MOTODYNAMICS S.A. announces in accordance with article 16 of Greek Law 2190/20 and with Regulation no 2273/2003 of the European Comity, pursuant to the decision of the Annual General Meeting of Shareholders dated 30/5/2008 and the resolution of the Board of Directors dated 6/10/2008, that has proceeded on 13/01/2010 to the purchase of 150 own shares with an average purchase price Euro 1,70 per share and a total purchase price Euro 270,15. The above 150 shares were purchased through ALPHA FINANCE.
PUBLIC POWER CORPORATION SA : Announcement
PPC S.A. announces that the Board of Directors appoints its members Mr Panagiotis Alexakis, Mr Ioannis Katsoulakos and Mr Konstantinos Panetas, as members of the Audit Committee of the Company.
BANÊ OF CYPRUS PUBLIC COMPANY LTD : Date for Annual General Meeting
Bank of Cyprus announces that the Annual General Meeting of the shareholders of Bank of Cyprus Public Company Ltd will be held at the Bank of Cyprus Group Headquarters (51 Stassinos Street, Ayia Paraskevi, Strovolos, Nicosia, Cyprus), on Wednesday, 26 May 2010 at 4:30 pm.

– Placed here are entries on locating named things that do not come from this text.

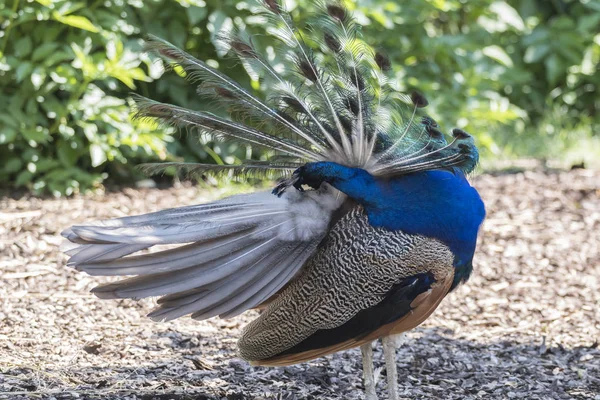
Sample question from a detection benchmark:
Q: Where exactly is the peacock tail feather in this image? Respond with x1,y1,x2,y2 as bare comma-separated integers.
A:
135,0,479,183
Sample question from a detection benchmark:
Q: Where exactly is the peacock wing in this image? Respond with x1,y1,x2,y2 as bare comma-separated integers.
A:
63,186,344,321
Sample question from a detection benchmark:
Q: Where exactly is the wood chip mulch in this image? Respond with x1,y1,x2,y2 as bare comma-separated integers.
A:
0,170,600,400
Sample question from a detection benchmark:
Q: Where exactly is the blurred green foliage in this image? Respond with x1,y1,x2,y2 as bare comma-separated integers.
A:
0,0,600,195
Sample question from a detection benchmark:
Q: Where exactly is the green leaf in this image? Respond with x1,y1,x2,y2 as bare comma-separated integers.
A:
15,170,33,187
544,54,565,85
2,157,23,174
483,45,514,68
21,127,48,143
15,62,33,83
523,43,550,64
15,36,31,58
90,143,106,167
31,42,58,61
0,127,17,144
56,140,79,167
186,6,207,25
52,11,100,33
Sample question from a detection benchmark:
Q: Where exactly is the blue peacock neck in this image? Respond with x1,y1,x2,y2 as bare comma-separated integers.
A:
301,162,485,288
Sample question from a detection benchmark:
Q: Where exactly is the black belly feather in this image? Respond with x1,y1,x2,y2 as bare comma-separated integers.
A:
275,273,435,357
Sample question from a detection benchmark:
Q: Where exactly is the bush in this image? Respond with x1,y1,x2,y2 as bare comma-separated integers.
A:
0,0,600,195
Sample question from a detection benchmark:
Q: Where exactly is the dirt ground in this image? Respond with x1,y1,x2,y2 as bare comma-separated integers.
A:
0,170,600,400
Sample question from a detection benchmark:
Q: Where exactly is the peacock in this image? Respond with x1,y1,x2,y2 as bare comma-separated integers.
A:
62,0,485,399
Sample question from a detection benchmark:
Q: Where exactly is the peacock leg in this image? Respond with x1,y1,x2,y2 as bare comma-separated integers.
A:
381,334,404,400
360,342,377,400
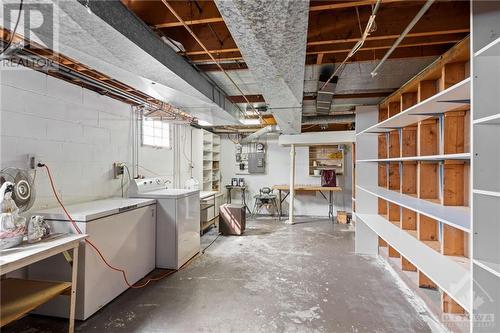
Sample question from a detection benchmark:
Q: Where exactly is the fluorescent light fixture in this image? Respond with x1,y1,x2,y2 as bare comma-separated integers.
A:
240,118,260,125
198,119,213,126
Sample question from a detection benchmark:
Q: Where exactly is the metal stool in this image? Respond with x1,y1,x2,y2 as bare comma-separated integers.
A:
252,187,279,216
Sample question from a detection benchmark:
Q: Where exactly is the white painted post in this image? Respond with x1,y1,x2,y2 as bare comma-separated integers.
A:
286,144,295,224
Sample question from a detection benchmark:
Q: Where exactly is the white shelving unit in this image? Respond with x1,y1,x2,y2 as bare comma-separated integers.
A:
472,2,500,332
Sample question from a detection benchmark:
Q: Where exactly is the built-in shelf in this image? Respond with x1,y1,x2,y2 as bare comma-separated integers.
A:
356,153,470,163
356,213,471,311
474,259,500,278
356,185,471,232
474,37,500,57
356,78,470,136
473,113,500,125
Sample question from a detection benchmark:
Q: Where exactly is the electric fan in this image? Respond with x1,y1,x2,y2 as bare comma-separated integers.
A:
0,168,35,249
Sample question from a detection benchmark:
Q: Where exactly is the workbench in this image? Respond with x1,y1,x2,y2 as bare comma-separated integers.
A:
0,235,87,333
273,185,342,221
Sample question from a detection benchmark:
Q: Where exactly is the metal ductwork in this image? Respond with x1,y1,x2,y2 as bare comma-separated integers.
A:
316,70,339,114
302,114,356,125
240,125,279,144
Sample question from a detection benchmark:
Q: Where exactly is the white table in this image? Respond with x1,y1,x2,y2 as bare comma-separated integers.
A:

MICHANIKI S.A. : Publication of regulated information
MICHANIKI S.A, in accordance with the provisions of law 3556/2007, (art. 3, 21) coupled with the art. 11 of Decision 1/434/3.7.2007 of the Hellenic Capital Market Commission, notifies that the shareholder and President of the Board of Directors of the company, P. Emfietzoglou proceeded on January 11, 2010 with the purchase of 7,000 common shares of the company of total value €8,326 on January 12 with the purchase of 10,000 common shares of total value €11,352 and on January 13 with the purchase of 16,000 common shares of total value €18,000. Additionally M. Emfietzoglou, Managing Director of the company, proceeded on January 11, 2010 with the purchase of 3,500 preferred shares of total value €3,510 on January 12, with the purchase of 3,000 preferred shares of total value €2,855 and on January 13, with the purchase of 1,000 preferred shares of total value €940.
ELMEC SPORT S.A. : Announcement
The companies Hellenic Duty Free Shops S.A. (HDFS) and Elmec Sport S.A. (Elmec) announce that the Board of Directors of Hellenic Distributions S.A., a fully owned subsidiary of HDFS, and Ipirotiki S.A. ,a fully owned subsidiary of Elmec, and 95.6006% subsidiary of HDFS (indirect paricipation), decided the merger of the Hellenic Distributions with Ipirotiki with the absorption of the second from the first.
The merger will have as Transformation Balance Sheet date the 31/12/2009 and will accommodate further synergies and economies of scale between the two companies.
The companies under merger and Hellenic Duty Free Shops in compliance with the legislation have assigned Certified public accountants for the valuation of the said companies who will prepare the merger report according to the Law 2166/93.
HELLENIC DUTY FREE SHOPS S.A. : Announcement
The companies HELLENIC DUTY FREE SHOPS S.A. (HDFS) and ELMEC SPORT S.A. (ELMEC) announce that the Board of Directors of HELLENIC DISTRIBUTIONS S.A., a fully owned subsidiary of HDFS, and IPIROTIKI S.A., a fully owned subsidiary of ELMEC and a 95.6006% subsidiary of HDFS (indirect participation), decided the merger of the HELLENIC DISTRIBUTIONS S.A. with IPIROTIKI S.A. with the absorption of the second from the first.
The merger will have as Transformation Balance Sheet date the 31.12.2009 and will accommodate further synergies and economies of scale between the two companies.
The companies under merger and HELLENIC DUTY FREE SHOPS in compliance with the legislation have assigned Certified public accountants for the valuation of the said companies who will prepare the merger report according to the Law 2166/93.